In the second letter, Francis states that he needs Favre's benevolence more than ever as he approaches ordination to the priesthood (OEA, XI,40). He explains that "it is customary among those who are friends to confide their worries and apprehensions at the moment of undertaking an arduous and dangerous work in order to obtain some consolation" (OEA, XI,38).
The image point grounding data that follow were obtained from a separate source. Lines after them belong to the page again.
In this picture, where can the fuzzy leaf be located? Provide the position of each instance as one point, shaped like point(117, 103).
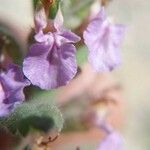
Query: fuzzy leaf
point(29, 117)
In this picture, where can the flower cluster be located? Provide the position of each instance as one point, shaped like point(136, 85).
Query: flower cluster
point(103, 40)
point(51, 61)
point(12, 83)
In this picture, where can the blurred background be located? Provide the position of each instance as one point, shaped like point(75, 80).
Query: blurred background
point(128, 85)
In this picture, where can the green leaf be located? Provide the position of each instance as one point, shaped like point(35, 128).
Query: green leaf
point(53, 9)
point(27, 117)
point(11, 45)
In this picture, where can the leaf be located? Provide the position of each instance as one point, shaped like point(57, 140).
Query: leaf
point(10, 43)
point(27, 117)
point(81, 55)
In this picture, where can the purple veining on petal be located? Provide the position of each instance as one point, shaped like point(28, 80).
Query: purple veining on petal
point(12, 83)
point(51, 60)
point(103, 40)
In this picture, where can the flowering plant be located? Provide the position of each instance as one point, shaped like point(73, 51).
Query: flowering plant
point(51, 63)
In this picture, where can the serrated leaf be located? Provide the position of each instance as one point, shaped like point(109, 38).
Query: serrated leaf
point(28, 117)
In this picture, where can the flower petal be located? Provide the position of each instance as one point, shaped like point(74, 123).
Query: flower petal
point(72, 37)
point(40, 19)
point(103, 41)
point(52, 68)
point(12, 83)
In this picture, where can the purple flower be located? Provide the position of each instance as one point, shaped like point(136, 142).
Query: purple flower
point(113, 141)
point(12, 83)
point(51, 61)
point(103, 40)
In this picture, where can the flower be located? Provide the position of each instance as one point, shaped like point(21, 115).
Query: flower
point(12, 83)
point(103, 40)
point(51, 60)
point(113, 141)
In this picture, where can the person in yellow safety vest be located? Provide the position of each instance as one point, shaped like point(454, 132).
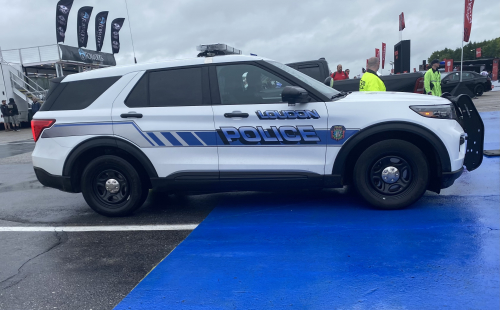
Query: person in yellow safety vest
point(432, 80)
point(370, 80)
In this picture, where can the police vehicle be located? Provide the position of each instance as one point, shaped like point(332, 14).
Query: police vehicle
point(225, 122)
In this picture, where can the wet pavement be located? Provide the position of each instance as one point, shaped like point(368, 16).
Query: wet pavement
point(304, 250)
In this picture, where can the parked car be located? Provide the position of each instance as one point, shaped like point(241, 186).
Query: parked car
point(237, 122)
point(477, 83)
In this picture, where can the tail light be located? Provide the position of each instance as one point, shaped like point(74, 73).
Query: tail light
point(419, 86)
point(38, 125)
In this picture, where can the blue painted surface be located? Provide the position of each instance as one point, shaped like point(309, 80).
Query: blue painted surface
point(325, 250)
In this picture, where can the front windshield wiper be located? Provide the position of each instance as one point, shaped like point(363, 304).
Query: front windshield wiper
point(341, 94)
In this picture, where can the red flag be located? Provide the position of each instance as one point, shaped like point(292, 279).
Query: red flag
point(402, 21)
point(383, 55)
point(448, 65)
point(469, 5)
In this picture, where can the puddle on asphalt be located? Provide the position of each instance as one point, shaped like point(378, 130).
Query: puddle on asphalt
point(13, 149)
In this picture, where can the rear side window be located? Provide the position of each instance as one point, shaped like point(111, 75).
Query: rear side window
point(138, 97)
point(76, 95)
point(178, 87)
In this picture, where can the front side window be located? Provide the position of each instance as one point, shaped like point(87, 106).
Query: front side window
point(249, 84)
point(322, 88)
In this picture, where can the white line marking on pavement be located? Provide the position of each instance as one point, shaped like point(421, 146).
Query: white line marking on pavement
point(100, 228)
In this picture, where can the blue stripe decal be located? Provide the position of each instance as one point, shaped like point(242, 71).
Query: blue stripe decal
point(171, 139)
point(330, 251)
point(137, 128)
point(82, 124)
point(155, 139)
point(209, 137)
point(189, 138)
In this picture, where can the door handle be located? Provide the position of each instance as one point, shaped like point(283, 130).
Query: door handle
point(236, 114)
point(131, 115)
Obviously spiritual friendships are not entered into merely for mutual consolation and sympathy. The ability for friends to be compassionate toward each other and to communicate "is an incontestable sign or mark of friendship" (OEA, XI, 40). As one writer puts it: ". . . friendship can be for us a veritable school of sympathy, susceptible of progressively extending itself to all human beings and finally to the cosmos itself." 9 Compassion for others is an essential aspect of spiritual friendships, and it is evident in Francis' relations with Antoine Favre. He writes to him: " Indeed I am afraid that, according to our habit of not regarding as foreign to us anything that touches humanity, your rather tender heart might have a little difficulty in standing the sight of the miseries of our dear homeland . . . ." (OEA, XI, 112-113).
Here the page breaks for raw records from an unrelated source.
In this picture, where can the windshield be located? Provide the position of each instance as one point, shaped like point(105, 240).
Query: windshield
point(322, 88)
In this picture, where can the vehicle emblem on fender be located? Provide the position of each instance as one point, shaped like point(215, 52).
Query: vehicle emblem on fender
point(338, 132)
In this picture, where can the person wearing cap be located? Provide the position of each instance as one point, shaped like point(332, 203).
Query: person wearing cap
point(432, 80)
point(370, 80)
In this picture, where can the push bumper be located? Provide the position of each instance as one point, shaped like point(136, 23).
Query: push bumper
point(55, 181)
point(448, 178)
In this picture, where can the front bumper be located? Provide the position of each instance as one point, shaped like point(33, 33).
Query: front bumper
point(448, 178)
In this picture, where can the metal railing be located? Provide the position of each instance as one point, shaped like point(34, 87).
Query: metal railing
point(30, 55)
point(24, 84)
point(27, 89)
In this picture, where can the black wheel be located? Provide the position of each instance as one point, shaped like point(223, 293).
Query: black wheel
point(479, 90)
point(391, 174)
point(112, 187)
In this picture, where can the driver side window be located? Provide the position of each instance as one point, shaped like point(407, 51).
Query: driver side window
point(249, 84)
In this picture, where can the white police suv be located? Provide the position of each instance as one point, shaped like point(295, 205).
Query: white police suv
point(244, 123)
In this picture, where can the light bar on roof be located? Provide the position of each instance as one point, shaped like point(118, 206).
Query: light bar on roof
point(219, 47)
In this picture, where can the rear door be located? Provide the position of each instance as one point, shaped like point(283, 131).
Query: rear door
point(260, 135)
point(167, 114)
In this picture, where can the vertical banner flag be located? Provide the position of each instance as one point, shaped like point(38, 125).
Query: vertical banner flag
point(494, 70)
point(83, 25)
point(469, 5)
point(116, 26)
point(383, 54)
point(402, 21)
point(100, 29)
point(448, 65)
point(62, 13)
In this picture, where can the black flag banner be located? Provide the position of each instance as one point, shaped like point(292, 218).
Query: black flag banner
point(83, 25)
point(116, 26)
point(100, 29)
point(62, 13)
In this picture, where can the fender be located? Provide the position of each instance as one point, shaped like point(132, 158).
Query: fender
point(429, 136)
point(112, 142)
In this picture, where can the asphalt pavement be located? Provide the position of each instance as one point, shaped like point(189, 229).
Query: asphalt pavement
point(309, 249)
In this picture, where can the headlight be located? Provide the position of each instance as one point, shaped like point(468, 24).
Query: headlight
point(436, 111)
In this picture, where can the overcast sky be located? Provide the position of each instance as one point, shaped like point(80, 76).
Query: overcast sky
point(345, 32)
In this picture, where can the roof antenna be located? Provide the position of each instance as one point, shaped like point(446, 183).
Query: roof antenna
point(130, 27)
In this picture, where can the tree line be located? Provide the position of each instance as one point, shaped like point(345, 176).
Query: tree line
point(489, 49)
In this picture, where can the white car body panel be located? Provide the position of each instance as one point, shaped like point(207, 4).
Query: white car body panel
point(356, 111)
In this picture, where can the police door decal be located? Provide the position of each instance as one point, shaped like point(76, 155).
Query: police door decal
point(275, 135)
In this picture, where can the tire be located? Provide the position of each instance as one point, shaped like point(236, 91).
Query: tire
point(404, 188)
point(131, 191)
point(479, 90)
In his spiritual letters, De Sales urges his friends to reach out to the poor, especially the higher up they are on the social ladder. This is a kind of reality therapy that does not keep the friendship in the clouds but keeps it very much down to earth. If it does not engender compassion for others outside of the circle of friends, then the spiritual friendship is not genuine.

Throughout his correspondence with Antoine Favre, Francis frequently repeats that his friend is constantly on his mind or present to him: "Your are always present to my soul, and principally at the altar . . . ." He tells Favre that he longs to see him and deeply treasures and values his friendship. "It seems to me", the saint writes, "that our friendship is boundless and being so firmly planted in my heart, it is as old as my heart itself" (OEA, XIV, 388).

In spiritual friendships there is created a strong bond of community or communion:

The souls that God has made completely one are inseparable, for who can separate "that which God has joined?" No, not death or anything will ever separate us from the unity, which lives forever in our hearts. (OEA, XVI, 296)

In another letter to St. Jane de Chantal, Francis remarks that the love of friendship empties their hearts of "all multiplicity so that there is in the heart only the sovereign uniting of the Holy Trinity " (OEA, XVIII, 235). Francis makes it very clear that the kind of love that binds spiritual friends together is that love of friendship which exists in the Holy Trinity -- a love with and for others creating a holy communion analogous to that in the Trinity.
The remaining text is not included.